Non-functioning key cards meant those who were inside their rooms could not go out as they would be unable to re-enter them, according to a report in The Local, an Austrian news website.

Managers at the 111-year-old Romantik Seehotel Jaegerwirt, a luxurious four-star hotel located on the Alpine Turracher Hoehe Pass in Austria, disclosed details about their travails, saying they were doing so to warn others of what could happen when cyber criminals struck.
They said the hotel had experienced three such attacks, with the key card system being taken out of commission this time. Nothing could be done to effect entry or exit for guests, apart from physically breaking down the doors.

Programming new key cards was of no use because they would not work, the hotel said, adding that the latest attack came on the opening weekend of the winter season when all 180 rooms were taken. The actual date of the attack was not given.

The ransomware attack shut down all computers in the hotel, including those which ran the reservation system and the accounting systems.
The message on the locked computers provided an address for the hotel to send €1500 in Bitcoin if it wanted to get its systems unlocked.
Managing director Christoph Brandstaetter said: "The house was totally booked with 180 guests, we had no other choice. Neither police nor insurance help you in this case.

"The restoration of our system after the first attack in summer has cost us several thousand euros.

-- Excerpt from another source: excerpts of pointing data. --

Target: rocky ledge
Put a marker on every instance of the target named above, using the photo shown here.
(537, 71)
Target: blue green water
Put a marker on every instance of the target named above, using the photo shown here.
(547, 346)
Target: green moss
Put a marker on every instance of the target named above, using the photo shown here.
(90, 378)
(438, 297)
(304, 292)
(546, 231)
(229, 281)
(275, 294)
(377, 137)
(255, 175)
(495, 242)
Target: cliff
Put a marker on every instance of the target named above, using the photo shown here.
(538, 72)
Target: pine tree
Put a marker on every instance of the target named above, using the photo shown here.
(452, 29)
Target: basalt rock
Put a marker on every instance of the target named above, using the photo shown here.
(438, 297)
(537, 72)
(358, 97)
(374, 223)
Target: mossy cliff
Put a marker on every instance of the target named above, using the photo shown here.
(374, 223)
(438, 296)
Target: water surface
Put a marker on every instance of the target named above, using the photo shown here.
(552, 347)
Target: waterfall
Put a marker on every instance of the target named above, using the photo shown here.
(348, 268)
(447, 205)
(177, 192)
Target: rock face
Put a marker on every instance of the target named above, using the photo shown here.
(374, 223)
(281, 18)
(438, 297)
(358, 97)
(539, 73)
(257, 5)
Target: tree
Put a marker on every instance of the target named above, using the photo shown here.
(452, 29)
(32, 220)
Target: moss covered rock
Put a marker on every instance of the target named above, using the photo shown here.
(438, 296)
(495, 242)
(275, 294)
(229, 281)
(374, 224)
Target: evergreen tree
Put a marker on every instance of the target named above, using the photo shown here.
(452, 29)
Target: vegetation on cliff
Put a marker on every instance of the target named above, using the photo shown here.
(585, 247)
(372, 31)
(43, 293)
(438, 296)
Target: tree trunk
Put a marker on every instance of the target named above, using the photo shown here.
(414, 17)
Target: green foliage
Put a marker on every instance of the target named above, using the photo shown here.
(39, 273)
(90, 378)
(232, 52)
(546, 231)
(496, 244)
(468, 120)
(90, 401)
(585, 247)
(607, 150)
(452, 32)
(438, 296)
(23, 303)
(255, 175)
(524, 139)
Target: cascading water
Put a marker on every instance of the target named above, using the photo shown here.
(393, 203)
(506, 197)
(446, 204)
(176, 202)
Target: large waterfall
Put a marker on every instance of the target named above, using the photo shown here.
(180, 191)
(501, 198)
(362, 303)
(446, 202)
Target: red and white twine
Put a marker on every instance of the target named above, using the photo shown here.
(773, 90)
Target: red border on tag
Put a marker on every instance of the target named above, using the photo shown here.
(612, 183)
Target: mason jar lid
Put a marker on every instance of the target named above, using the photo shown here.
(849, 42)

We did not get any money from the insurance so far because none of those to blame could be found."
He added that it was cheaper and faster for the hotel to just pay the ransom.

Brandstaetter said: "Every euro that is paid to blackmailers hurts us. We know that other colleagues have been attacked, who have done similarly."

Once the ransom was paid, the key registry system and all other computers were unlocked so the hotel could function as usual.
Brandstaetter said: "We are planning at the next room refurbishment for old-fashioned door locks with real keys. Just like 111 years ago at the time of our great-grandfathers."